Éliphaz le Thémanite, qui paraît avoir été le plus âgé des trois amis et celui
qui parle avec le plus de dignité, reproche tout d’abord à Job son manque de
fermeté en présence du premier malheur qui l’avait frappé lui et sa famille. De
plus, non content de cela, il reprend Job, parce que, tandis qu’il avait si bien
su consoler les autres dans leurs douleurs, il avait cédé sous le poids de
l’épreuve, lorsqu’elle l’avait atteint lui-même. Il maintient la justice
infaillible des voies de Dieu qui ne peut jamais oublier l’innocent, ni épargner
le coupable. Il va plus loin et fait le récit de ce qui lui a été communiqué par
un esprit, dit-il, et qui lui a été secrètement révélé, son oreille ayant été
ouverte pour entendre quelque peu des choses contenues dans les visions de la
nuit. Il fait une description saisissante de ces dernières et des paroles
solennelles qui ont été prononcées à ses oreilles. La somme de cette révélation
était un jugement de la présomption de l’homme mortel qui veut amener Dieu à la
barre de son tribunal, de quelque manière que ce soit. Il insiste aussi sur la
folie de celui qui a recours à l’aide de la créature. Toutes choses sont dans la
main de Celui qui frappe soudain l’insensé qui se croyait en sécurité. Enfin il
convie Job à la repentance, ajoutant que, s’il s’humiliait devant Dieu, cette
épreuve ne serait pas dissipée, mais qu’il en sortirait plus béni que jamais.
C’est là, je crois, en quelques mots, la portée générale du premier discours
d’Éliphaz dans les chapitres 4 et 5.
Il est toutefois un fait trop remarquable pour que nous ne nous y arrêtions pas,
à savoir que l’Esprit de Dieu cite comme faisant partie des Écritures, des
paroles que l’Éternel juge à la fin du livre comme ayant donné non seulement une
fausse appréciation de Job, mais aussi de Lui-même. Ces paroles ne sont pas ce
que l’Éternel dit à la fin, ni ce qu’exprime Élihu dans le débat, en qualité
d’interprète, ni même le plaidoyer de Job. Ce sont les paroles d’Éliphaz qui
sont citées par l’apôtre Paul dans le Nouveau Testament. C’est là un fait très
frappant. Dieu lui-même déclare que les amis de Job n’avaient pas parlé comme il
convenait; cependant, le Saint Esprit nous donne leurs discours par inspiration
et emploie les paroles de l’un d’eux, comme faisant partie des Écritures.
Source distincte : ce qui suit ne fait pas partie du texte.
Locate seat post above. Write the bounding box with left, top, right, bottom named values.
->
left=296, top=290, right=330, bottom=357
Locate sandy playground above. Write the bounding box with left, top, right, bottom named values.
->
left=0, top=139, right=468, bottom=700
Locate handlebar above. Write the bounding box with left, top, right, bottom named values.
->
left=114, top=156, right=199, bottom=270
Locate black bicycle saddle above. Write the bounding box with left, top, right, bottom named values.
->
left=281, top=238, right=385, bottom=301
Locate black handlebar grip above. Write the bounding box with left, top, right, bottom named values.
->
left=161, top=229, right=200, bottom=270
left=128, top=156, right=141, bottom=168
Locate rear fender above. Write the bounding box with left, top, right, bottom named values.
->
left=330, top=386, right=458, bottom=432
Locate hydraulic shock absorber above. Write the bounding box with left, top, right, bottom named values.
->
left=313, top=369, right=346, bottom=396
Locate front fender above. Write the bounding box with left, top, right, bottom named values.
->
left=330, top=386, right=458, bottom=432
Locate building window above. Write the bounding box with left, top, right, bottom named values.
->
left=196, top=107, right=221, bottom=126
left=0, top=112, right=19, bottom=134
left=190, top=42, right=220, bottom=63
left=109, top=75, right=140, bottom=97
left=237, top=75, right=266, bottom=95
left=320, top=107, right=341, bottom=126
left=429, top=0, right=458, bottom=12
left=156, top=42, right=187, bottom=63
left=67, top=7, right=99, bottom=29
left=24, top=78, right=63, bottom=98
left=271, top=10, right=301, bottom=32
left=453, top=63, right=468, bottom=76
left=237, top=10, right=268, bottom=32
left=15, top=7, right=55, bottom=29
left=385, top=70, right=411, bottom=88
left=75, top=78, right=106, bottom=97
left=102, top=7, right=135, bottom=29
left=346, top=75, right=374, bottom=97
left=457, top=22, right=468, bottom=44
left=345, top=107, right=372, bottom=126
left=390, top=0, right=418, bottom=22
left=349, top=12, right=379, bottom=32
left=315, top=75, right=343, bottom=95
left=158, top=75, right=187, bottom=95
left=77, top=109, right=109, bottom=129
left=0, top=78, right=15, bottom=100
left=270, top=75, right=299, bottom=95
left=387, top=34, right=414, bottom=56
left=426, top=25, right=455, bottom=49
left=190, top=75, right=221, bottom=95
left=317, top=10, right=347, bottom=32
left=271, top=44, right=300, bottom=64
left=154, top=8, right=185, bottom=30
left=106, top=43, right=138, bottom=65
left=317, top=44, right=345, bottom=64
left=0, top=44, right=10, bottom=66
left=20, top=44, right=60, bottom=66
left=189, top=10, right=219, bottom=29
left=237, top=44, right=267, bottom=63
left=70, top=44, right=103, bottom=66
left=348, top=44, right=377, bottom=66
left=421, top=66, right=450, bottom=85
Assurément ces deux points de vue s’accordent sans peine. Il suffit d’examiner
les paroles d’Éliphaz pour se rendre compte qu’elles ne contiennent rien qui ne
soit selon la vérité. En revanche, si nous en pesons l’application qu’il en fait
à Job, elles sont gravement erronées. Combien sont sages les voies du Seigneur
et de quelle profondeur admirable sont les enseignements de la Parole!
Dans la première épître aux Corinthiens, comme dans celle aux Hébreux, le
Nouveau Testament cite les paroles d’Éliphaz, mais là l’application en est
parfaitement juste.
Dans l’histoire de Job, il n’en est pas ainsi, et ses amis sont l’objet de la
répréhension divine pour leurs paroles, tandis que l’application en est aussi
juste que la portée, lorsque l’Esprit les cite dans le Nouveau Testament; tout
est à sa place. C’est un exemple frappant de la manière merveilleuse dont Dieu
fait face à tout selon sa propre sagesse; nous disons cela en passant.